In woodworking, a saw-horse or sawhorse (saw-buck, trestle, buck) is a trestle structure used to support a board or plank for sawing. A pair of sawhorses can support a plank, forming a scaffold. In certain circles, it is also known as a mule and a short sawhorse is known as a pony. The names come from the shape of the frame, which resembles a horse. A sawhorse may also be a rack for supporting logs for sawing, known in the US as a sawbuck.

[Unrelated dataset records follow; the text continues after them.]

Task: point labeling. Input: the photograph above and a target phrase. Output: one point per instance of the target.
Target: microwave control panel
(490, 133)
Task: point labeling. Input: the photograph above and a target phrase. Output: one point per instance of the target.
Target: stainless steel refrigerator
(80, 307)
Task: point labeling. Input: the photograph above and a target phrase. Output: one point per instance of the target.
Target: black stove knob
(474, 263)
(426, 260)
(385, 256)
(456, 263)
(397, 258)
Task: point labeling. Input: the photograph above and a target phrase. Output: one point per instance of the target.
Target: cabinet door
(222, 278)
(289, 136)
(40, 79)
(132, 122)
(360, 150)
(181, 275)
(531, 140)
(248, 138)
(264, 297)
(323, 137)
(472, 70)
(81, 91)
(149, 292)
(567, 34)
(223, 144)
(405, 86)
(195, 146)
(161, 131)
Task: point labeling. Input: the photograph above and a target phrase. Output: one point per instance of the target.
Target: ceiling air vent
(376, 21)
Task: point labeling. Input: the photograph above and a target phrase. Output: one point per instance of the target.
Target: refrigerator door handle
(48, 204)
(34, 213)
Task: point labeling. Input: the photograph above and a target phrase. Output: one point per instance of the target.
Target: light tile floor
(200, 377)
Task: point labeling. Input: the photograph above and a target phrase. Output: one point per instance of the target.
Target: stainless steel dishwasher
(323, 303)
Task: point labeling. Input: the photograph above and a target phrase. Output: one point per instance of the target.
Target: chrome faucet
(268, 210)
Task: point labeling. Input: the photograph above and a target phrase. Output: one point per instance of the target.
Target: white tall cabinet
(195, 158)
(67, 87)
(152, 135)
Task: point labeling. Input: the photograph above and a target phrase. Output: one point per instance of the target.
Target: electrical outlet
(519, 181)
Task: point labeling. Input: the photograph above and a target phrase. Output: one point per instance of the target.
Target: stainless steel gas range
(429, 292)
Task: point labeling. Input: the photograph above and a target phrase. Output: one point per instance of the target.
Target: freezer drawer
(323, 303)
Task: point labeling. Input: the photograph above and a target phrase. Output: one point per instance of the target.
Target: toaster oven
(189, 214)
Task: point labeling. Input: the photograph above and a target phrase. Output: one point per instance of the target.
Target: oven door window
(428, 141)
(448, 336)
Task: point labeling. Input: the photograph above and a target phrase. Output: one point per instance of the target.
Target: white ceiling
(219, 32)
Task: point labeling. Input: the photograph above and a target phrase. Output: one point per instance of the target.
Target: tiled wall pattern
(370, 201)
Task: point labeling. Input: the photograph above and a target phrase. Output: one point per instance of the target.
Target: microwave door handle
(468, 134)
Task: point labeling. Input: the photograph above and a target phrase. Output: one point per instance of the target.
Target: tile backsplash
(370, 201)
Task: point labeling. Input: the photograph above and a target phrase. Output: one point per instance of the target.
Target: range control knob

The sawhorse may be designed to fold for storage. A sawhorse with a wide top is particularly useful to support a board for sawing or as a field workbench, and is more useful as a single, but also more difficult to store.

A sawhorse can also be used as the base for a portable workbench by placing a sheet of plywood or even a door across two sawhorses. If the sawhorses are strong enough, the portable table can be used as a platform for tools like a table saw, although with caution if the top is not secured to the sawhorses.

In boatmaking, the curved nature of the cross-beam, designed to support the timbers used for hulls led to the colloquial name of sea-horse, this term, derived from old Norse, entered the Northumbrian dialect, it is thought, through Norwegian settlers as early as the 14th century.

==Related devices==
- A sawbuck is the US term for a similar device for working with logs and branches. In the UK and Canada this is also called a sawhorse.
- Barricades fitted with flashing lights and used to block excavations or road construction or other safety-related purposes. Formerly made of wood, now many have metal structural members or are made wholly of plastic or composite.
  - The A-frame barricade or parade barricade resembles a sawhorse with a brightly painted top rail.
  - The Type I (or II) barricade also known as a waffle-board barricade resembles a sawhorse that can be folded flat. Type I indicates sheeting on top; Type II has sheeting on top and bottom.
  - The Type III barricade has multiple rails supported by two end posts with feet.

==History==
Modern sawhorses are usually made of dimensional lumber, but the basic form of the sawhorse has remained unchanged for centuries. For example, one of the illustrations in De Re Metallica (1556) contains a drawing of a millwright using a pair of sawhorses to support the beams he is forming. The top of each of these sawhorses appears to be made from a halved log, with legs mortised or dovetailed into place.

==Crowd control==
A device for crowd control in the 20th century had the shape of a sawhorse made of wood. The legs are similar but rather heavy duty facsimiles of the hobby version of about the same height. The horizontal bar consists of a heavy-duty plank about 14 ft long with printed on it in large letters: Police Line - Do Not Cross. Many cities have chosen to replace this wooden barrier with the French barrier, which is a metal crowd control device.